Presentation Instructions

Instructions

All students of PHIL 453/553-01 are required to make at least one presentation over the course of the semester. (Graduate students will make two.) Presentations will be given on Thursdays, and will be aimed at facilitating class discussion of one of the pieces of secondary literature assigned for that week.

Students can sign up for presentations via Blackboard. The deadline for choosing a presentation date and topic is 2 March by 23:59. Students who have not signed up by that time will have a date and topic chosen by me.

Presentation Format and Questions

Each presentation must be accompanied by a slide show, which will be submitted to me on the day of the presentation. Slide shows should dedicate a slide (or a section of the slide show) to answering each of the following questions.

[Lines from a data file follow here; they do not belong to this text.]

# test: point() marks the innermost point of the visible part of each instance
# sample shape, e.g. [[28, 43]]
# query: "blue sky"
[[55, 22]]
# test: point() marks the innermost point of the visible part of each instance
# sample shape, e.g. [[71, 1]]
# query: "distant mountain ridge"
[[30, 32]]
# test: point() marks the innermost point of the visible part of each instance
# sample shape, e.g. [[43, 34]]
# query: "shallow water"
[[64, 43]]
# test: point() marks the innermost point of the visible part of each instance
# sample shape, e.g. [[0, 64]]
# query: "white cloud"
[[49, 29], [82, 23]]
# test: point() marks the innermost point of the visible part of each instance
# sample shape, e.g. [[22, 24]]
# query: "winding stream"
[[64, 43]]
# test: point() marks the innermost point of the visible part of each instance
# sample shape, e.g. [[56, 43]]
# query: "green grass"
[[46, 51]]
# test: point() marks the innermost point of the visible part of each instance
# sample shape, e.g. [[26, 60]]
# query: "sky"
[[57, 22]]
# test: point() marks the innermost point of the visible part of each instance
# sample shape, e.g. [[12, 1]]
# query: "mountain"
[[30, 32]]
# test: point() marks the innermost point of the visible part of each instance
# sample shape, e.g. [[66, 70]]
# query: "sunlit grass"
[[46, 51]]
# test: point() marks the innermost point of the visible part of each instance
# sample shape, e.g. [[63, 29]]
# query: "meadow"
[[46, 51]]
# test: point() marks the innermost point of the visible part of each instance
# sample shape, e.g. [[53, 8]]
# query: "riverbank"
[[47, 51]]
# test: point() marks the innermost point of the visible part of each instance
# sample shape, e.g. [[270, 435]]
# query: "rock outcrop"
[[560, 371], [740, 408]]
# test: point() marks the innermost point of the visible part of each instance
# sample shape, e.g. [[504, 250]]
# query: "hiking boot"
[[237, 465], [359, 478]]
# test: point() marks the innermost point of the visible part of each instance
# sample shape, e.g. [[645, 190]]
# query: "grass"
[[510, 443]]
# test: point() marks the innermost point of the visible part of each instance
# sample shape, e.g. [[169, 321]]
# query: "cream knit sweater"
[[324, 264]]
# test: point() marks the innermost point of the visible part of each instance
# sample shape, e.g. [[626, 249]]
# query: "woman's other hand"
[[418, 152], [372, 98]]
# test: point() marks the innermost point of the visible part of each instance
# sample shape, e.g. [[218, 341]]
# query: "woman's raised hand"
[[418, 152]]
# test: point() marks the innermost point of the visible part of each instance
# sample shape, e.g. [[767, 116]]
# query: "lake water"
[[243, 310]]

Additionally, presenters will be asked to share discussion questions—which may or may not be identical to the student’s answer to question 5 below—no later than the Tuesday before the Thursday they are scheduled to present

  1. What is the problem or puzzle the paper addresses?

    Since the papers we will be discussing are interpretive, aimed at developing and defending a reading of a passage (or set of passages) of Aristotle’s corpus, the problem/puzzle in question will most likely concern an interpretive difficulty, a challenge for understanding some aspect of Aristotle’s thought.

  2. How have scholars previously proposed to address or solve the problem with which the paper is concerned?

    That is, what other interpretations does the author intend to criticize?

  3. What alternative does the author propose?

    How does the author, in contrast to previous scholars, propose to address or solve the problem in question?

  4. Why does the author think their alternative is superior to previous attempts to solve or address the problem?

    What evidence and/or arguments does the author put forward in favor of their interpretation, and why, according to the author, do these considerations rule out competing proposals?

  5. What questions might be raised about the author’s proposal?

    Do the considerations the author puts forward in favor of their interpretation in fact provide conclusive support for that interpretation? What other substantive questions arise if the author’s interpretation is correct? What response(s) might be given on behalf of the interpretations the author criticizes?

Assessment

Presentations are worth a maximum of 20 points and will be assessed on the quality of their answers to the above questions.

Quality Points Earned Student Performance
Superlative 20–18 Answers to all questions are clear, concise, and insightful.
Excellent 17–16 Answers to all questions are clear and concise, but perhaps not insightful.
Satisfactory 15–14 Answers to most questions are clear and perhaps insightful.
Needs Work 13–12 Answers to most questions are clear, but none are especially insightful.
Needs Serious Work 11–10 Answers to most questions are unclear.
Unsatisfactory 10–0 Answers to all questions are either unclear or incomplete.